The data type to be visualized may be one dimensional, two dimensional, or multidimensional, text or hypertext, hierarchies or graphs, and algorithms or software. The visualization techniques used may be classified into standard 2D/3D displays, geometrically transformed displays, icon-based displays, dense pixel displays, and stacked displays.

The interaction and distortion techniques may be classified into interactive projection, interactive filtering, interactive distortion, and interactive linking and brushing.

One of the challenges to effective data mining is how to handle vast volumes of data. One solution is to reduce data for mining. Data reduction can be achieved in many ways: by feature (or attribute) selection, by discretizing continuous feature-values, and by selecting instances. Feature selection is the process of identifying and removing irrelevant and redundant information as much as possible.

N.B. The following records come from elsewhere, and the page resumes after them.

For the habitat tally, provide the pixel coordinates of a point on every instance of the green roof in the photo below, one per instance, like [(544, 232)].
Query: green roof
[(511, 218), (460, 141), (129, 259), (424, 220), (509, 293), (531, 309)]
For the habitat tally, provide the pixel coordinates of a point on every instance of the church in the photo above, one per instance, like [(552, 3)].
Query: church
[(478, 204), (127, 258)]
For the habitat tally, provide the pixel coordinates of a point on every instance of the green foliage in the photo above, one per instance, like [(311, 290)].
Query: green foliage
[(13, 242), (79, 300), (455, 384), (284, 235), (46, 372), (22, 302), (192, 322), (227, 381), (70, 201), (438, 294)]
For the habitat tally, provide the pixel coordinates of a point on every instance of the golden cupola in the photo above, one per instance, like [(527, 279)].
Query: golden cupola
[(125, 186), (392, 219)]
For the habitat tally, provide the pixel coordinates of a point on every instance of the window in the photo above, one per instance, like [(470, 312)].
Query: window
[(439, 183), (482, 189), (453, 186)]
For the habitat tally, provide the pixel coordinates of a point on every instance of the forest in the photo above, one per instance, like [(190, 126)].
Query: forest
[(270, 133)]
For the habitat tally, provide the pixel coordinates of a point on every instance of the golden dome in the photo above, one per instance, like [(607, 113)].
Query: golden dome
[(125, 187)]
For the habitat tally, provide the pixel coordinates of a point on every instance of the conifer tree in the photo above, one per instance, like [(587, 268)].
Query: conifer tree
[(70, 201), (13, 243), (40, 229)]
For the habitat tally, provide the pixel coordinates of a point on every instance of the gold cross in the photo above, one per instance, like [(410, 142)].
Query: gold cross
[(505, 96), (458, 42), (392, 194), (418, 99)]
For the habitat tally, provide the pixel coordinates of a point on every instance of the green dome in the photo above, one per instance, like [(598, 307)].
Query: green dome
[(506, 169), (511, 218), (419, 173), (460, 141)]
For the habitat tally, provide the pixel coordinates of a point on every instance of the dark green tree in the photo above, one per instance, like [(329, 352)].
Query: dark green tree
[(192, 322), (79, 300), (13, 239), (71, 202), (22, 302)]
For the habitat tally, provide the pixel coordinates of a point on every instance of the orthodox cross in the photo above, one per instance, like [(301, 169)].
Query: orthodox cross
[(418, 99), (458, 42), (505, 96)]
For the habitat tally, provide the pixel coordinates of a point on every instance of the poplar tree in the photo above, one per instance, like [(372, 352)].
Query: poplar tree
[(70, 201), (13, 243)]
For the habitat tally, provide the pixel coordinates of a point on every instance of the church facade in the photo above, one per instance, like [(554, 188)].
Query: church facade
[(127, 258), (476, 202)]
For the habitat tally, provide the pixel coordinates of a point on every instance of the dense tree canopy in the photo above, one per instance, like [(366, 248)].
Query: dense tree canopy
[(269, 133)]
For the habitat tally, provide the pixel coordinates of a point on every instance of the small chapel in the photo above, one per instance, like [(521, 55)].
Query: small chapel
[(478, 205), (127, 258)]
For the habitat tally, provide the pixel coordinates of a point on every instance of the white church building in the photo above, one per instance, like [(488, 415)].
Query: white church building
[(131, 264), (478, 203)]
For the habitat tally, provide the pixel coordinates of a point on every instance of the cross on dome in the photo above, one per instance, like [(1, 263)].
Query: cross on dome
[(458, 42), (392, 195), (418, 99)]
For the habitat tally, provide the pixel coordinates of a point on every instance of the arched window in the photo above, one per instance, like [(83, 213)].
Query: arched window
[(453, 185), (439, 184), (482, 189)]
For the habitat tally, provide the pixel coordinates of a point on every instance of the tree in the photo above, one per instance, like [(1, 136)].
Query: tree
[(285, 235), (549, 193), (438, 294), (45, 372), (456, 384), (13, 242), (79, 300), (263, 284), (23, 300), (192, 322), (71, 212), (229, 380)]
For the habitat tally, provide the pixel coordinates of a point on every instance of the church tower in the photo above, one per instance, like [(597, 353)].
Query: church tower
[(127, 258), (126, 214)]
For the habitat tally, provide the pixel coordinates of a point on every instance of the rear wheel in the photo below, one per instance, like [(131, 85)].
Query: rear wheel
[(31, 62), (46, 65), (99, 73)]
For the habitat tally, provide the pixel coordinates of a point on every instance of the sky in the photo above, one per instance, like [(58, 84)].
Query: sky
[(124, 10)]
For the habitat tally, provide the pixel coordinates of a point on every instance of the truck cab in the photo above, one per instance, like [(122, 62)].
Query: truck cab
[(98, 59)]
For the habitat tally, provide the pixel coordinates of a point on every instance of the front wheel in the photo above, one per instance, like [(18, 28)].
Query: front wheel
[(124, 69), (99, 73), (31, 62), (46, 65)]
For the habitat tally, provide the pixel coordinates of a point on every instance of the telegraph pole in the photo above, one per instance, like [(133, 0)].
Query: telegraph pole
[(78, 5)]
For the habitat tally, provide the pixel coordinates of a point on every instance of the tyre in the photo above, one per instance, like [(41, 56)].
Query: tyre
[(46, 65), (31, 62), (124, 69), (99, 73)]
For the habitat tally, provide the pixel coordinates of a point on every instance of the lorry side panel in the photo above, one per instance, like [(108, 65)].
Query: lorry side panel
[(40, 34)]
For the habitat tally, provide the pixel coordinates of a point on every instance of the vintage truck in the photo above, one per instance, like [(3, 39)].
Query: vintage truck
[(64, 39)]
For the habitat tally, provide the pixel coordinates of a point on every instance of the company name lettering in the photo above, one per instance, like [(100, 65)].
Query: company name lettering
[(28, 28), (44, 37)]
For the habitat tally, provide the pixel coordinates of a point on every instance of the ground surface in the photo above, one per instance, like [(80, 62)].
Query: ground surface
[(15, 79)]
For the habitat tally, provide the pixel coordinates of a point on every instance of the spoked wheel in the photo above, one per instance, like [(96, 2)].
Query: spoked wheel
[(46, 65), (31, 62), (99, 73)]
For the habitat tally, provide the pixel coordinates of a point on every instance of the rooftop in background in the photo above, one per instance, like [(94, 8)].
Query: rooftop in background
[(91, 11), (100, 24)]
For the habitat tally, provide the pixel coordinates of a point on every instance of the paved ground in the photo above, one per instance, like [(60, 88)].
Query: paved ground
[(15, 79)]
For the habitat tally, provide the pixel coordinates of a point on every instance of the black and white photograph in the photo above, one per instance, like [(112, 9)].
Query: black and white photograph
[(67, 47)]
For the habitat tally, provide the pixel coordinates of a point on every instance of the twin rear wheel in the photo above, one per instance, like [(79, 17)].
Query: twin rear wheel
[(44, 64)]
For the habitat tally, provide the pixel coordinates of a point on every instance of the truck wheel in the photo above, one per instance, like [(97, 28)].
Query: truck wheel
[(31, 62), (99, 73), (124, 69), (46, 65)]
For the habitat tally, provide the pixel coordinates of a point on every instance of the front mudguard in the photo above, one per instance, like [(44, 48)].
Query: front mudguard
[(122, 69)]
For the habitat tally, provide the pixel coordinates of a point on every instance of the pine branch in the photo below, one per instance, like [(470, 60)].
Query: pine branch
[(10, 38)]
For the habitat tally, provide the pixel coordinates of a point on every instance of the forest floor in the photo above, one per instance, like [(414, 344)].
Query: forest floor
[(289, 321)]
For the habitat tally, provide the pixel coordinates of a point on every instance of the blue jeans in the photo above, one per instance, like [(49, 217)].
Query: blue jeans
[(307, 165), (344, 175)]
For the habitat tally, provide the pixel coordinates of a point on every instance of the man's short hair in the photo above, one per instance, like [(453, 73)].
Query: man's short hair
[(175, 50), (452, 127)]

Feature selection is important because the inclusion of irrelevant, redundant, and noisy attributes in the model building process can result in poor predictive performance as well as increased computation. Hall and Holmes (2003) presented a benchmark comparison of six attribute selection methods for supervised classification using 15 standard machine learning datasets from the widely known UCI collection (http://kdd.ics.uci.edu/). Since some attribute selection methods only operate on discrete-valued features, numeric-valued features must be discretized first, using a method such as the one developed by Fayyad and Irani (1993). Liu and Motoda (2001) edited a book on instance selection and construction, which include a set of techniques that reduce the quantity of data by selecting a subset of data and/or constructing a reduced set of data that resembles the original data. Jankowski and Grochowski (2004a, b) compared several strategies to shrink a training dataset using different neural and machine learning classification algorithms. In their study, nearly all tests were performed on databases included in the UCI collection (Merz and Murphy, 1998).

Scaling up the data mining algorithms to be run in high-performance parallel and distributed computing environments offers an alternative solution for effective data mining. Darlington et al. (1997) presented preliminary results on their experiments in parallelizing C4.5, a classification-rule learning system that represent the learned knowledge in decision trees. Pizzuti and Talia (2003) described the design and implementation of P-AutoClass, which is a parallel version of the AutoClass system based upon the Bayesian model for determining optimal classes in large datasets. Anglano et al. (1999) presented G-Net, which is a distributed algorithm able to infer classifiers from pre-collected data. G-Net was implemented on Networks of Workstations (NOWs) and it incorporated a set of dynamic load distribution techniques to profitably exploit the computing power provided. Hall et al. (2000) discussed a three-step approach for generating rules in parallel: first creating disjoint subsets of a large training set, then allowing rules to be created on each subset, and finally merging the rules. An empirical study showed that good performance can be achieved but performance could degrade as the number of processors increased. Johnson and Kargupta (2000) presented the Collective Hierarchical Clustering (CHC) algorithm for analyzing distributed, heterogeneous data.